In last week’s post, I referenced an article entitled “Academic reading as a grudging act,” where the authors report (unsurprisingly) that students find academic reading overwhelming, difficult, a chore, and sometimes pointless. While I addressed reframes and strategies for each of these, it stuck with me that there’s also a fundamental objective that often goes unstated: we may want our students to care, to enjoy, to appreciate what it is we teach and they learn. How would we observe and know that a student cared, that they loved or appreciated an idea or a process? Yet, learning has been cast as consisting of multiple domains: cognitive, affective, psychomotor.
Benjamin Bloom is often credited with the Taxonomy of Learning.
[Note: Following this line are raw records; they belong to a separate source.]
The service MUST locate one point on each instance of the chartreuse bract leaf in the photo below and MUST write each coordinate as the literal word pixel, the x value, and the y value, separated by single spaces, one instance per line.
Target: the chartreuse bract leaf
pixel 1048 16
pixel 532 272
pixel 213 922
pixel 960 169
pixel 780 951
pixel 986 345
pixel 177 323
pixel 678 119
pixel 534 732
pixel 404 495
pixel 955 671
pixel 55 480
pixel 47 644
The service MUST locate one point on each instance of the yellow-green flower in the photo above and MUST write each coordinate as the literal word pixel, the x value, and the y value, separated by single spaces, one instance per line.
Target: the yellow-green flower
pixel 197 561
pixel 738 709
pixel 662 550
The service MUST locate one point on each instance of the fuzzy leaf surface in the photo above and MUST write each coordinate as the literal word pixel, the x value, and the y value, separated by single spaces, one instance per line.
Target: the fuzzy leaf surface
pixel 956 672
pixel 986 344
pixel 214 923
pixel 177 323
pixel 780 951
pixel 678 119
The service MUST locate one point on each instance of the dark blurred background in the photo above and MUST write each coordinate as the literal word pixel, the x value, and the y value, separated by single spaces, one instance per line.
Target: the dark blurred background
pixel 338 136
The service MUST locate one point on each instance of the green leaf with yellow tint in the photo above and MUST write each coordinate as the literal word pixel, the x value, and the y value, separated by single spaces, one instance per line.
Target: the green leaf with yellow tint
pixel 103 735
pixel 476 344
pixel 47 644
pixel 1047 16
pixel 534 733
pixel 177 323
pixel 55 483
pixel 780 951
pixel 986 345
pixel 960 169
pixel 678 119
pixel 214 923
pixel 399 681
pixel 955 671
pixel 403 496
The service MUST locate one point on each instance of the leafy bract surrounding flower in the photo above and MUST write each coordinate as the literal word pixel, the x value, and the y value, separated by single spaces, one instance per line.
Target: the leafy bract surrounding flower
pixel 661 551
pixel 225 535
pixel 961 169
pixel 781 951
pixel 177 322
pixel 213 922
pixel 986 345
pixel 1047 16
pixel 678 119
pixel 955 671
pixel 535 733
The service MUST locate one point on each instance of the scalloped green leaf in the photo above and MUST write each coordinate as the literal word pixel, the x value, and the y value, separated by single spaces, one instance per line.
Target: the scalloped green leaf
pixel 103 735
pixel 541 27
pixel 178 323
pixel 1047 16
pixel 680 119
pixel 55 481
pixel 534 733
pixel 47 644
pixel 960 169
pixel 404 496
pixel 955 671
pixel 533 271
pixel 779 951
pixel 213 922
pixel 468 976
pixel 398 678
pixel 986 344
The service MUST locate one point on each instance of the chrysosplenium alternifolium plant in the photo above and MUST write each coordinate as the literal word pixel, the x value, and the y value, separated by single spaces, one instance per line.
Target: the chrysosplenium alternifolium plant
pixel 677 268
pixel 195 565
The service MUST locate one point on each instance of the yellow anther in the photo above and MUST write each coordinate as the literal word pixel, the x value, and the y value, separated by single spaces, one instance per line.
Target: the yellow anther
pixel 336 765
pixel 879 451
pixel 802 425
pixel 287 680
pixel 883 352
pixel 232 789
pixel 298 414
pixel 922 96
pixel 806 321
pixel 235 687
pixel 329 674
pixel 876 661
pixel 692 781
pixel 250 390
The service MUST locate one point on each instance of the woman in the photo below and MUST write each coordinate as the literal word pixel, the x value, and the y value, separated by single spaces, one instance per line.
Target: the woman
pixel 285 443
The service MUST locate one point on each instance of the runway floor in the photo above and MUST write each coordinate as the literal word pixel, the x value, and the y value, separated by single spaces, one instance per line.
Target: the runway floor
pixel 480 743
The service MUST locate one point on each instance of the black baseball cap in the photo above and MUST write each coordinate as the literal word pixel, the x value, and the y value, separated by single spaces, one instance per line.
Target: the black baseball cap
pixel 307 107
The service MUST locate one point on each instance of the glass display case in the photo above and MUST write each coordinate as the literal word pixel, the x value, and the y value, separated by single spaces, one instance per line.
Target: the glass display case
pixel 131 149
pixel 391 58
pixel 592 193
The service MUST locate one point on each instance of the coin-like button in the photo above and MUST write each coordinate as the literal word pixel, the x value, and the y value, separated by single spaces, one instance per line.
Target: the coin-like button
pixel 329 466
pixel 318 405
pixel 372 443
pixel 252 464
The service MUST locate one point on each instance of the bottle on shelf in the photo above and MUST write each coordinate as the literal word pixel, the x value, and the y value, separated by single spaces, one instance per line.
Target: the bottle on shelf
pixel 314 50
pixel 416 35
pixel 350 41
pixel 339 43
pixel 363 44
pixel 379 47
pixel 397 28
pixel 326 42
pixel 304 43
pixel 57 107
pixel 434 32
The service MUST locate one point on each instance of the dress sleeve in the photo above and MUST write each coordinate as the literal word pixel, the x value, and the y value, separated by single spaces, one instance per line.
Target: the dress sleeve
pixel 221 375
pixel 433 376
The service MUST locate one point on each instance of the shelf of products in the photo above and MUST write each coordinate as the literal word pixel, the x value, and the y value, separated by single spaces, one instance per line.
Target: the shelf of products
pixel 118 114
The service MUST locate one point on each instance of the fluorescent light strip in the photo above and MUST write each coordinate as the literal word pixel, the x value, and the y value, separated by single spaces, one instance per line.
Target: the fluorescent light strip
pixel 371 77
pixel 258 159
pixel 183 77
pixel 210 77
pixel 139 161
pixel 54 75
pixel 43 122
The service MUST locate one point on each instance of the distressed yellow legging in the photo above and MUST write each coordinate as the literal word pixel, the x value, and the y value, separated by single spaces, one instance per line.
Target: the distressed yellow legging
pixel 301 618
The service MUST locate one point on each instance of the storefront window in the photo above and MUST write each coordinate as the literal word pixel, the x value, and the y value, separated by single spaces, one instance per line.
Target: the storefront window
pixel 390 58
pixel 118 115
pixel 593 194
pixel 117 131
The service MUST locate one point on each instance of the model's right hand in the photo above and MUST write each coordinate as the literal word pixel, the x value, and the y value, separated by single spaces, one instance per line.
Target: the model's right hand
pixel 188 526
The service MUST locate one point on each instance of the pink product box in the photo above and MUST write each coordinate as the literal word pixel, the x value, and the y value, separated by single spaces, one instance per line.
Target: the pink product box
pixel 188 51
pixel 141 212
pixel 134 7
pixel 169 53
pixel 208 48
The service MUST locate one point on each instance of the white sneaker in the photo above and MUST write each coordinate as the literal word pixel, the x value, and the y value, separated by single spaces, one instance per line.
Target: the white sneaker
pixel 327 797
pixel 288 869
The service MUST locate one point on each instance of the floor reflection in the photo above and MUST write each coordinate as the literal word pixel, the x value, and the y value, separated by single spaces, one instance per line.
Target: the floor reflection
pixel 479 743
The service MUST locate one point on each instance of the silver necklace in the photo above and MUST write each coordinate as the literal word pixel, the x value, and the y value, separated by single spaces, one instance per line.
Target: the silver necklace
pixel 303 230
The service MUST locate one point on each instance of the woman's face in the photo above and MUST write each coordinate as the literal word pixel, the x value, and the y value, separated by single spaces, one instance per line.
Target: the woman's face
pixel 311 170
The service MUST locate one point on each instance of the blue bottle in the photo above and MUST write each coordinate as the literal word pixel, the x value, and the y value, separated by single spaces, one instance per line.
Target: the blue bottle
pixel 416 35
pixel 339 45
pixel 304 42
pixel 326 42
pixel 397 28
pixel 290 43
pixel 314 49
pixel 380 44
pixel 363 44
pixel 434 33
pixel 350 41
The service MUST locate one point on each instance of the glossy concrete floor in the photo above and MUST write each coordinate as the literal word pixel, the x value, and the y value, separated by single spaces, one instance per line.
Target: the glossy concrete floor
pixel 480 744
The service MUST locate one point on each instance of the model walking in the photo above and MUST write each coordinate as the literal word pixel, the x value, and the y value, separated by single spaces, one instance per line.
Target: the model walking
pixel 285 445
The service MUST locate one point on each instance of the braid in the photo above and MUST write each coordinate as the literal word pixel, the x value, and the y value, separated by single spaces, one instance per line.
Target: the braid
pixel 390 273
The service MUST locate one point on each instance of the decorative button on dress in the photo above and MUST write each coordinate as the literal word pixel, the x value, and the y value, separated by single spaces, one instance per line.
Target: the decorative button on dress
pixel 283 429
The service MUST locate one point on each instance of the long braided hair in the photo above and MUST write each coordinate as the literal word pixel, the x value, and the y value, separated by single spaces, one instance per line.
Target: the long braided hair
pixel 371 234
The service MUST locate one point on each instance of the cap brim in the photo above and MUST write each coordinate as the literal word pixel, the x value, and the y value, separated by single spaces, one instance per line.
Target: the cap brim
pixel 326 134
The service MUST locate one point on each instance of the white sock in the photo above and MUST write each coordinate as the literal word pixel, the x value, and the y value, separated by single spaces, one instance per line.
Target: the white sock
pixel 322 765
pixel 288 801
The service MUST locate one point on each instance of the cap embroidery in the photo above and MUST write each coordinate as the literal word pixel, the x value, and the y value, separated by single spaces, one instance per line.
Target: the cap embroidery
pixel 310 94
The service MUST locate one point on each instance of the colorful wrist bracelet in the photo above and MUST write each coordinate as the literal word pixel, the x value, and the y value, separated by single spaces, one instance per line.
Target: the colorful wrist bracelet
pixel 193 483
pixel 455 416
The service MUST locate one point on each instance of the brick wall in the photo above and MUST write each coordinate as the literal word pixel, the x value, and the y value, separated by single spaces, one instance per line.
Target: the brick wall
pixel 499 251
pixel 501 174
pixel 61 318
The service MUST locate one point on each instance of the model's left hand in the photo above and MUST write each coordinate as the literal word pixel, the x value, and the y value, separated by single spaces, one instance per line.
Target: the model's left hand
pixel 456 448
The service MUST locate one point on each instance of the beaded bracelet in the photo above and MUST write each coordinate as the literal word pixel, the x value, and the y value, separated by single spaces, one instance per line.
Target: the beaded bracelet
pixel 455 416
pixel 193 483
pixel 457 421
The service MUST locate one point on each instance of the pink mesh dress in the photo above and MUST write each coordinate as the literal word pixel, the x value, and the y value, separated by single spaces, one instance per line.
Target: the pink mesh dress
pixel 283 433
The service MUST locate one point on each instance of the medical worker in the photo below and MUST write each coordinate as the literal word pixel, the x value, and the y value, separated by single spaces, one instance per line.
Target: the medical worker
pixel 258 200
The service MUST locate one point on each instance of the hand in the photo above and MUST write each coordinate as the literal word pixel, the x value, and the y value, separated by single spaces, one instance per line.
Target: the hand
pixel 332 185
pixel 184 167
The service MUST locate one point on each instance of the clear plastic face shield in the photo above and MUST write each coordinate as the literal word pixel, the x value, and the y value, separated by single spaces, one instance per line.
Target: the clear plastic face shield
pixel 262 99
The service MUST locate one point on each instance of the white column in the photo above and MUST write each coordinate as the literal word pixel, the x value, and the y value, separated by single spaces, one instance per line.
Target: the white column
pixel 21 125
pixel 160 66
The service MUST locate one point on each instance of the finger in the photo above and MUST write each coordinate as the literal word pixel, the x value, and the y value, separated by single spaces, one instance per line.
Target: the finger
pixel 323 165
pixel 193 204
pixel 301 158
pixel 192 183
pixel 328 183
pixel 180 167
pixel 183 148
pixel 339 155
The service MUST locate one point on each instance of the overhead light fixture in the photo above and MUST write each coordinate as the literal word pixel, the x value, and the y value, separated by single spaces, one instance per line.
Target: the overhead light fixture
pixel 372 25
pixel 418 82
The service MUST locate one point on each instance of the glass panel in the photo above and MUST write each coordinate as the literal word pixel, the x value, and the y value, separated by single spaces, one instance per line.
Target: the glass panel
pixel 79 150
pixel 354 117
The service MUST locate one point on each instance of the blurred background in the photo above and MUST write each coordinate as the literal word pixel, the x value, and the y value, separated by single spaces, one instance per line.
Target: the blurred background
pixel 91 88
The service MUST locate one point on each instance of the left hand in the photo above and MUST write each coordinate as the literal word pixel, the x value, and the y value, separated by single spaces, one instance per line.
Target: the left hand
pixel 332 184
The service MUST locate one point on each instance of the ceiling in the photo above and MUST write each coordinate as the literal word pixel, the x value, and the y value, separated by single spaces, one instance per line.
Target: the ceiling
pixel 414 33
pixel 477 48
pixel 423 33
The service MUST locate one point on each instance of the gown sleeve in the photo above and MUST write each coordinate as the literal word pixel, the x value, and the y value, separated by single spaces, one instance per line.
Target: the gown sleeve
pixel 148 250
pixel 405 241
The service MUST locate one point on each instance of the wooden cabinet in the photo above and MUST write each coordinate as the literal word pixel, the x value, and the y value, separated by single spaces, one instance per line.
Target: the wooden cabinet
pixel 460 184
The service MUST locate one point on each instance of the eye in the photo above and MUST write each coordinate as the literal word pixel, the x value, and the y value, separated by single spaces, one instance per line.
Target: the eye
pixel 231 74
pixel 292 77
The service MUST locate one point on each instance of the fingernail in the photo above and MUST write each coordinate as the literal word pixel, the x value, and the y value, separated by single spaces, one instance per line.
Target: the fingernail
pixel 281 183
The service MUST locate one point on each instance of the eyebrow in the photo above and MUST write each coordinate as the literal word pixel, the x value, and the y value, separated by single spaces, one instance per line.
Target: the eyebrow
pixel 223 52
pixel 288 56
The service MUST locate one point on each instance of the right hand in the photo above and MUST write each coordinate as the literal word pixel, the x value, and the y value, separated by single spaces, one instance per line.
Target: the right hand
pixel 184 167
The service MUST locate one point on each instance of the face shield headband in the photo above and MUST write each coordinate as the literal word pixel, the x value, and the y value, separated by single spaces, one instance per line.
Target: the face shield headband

While these emphasize different ‘levels’ of knowledge, from recall to understanding to comparison and analysis, other classifications of objectives do indeed include ideas such as learning to value a subject, an idea, etc. From this perspective, an additional question emerges: how (in the world) do we get students to value reading, or whatever it is that you want them to care about in your course?
I don’t have an answer here, but I know that the answer is not just assigning reading without context, or assigning reading that we don’t discuss in class, assigning reading that we might not enjoy ourselves (when was the last time you read a textbook for fun?). These are the questions and conversations I want to engage in with instructors: what do you want them to care about? What do you want them to remember?
If reading, writing, or other aspects of learning are merely tasks to be completed, without any reference to the experience of reading, the experience of making art, of learning, then we ought not be surprised when students respond by looking for ways to solve these problems, whether or not any learning takes place. While I don’t normally like to use long quotes in writing, the one below summarizes an instructor’s reflections on the choices their students made to use (or not):
“Learning has been reduced to a problem and here is a technological solution to help solve it. Now that generative Ai technologies are commonplace, educators are going to need to fundamentally examine and articulate the importance of human skills and the value they have. Otherwise, many students will simply adopt the tools uncritically as solutions and stand-ins for many of the core skills we associate with learning.”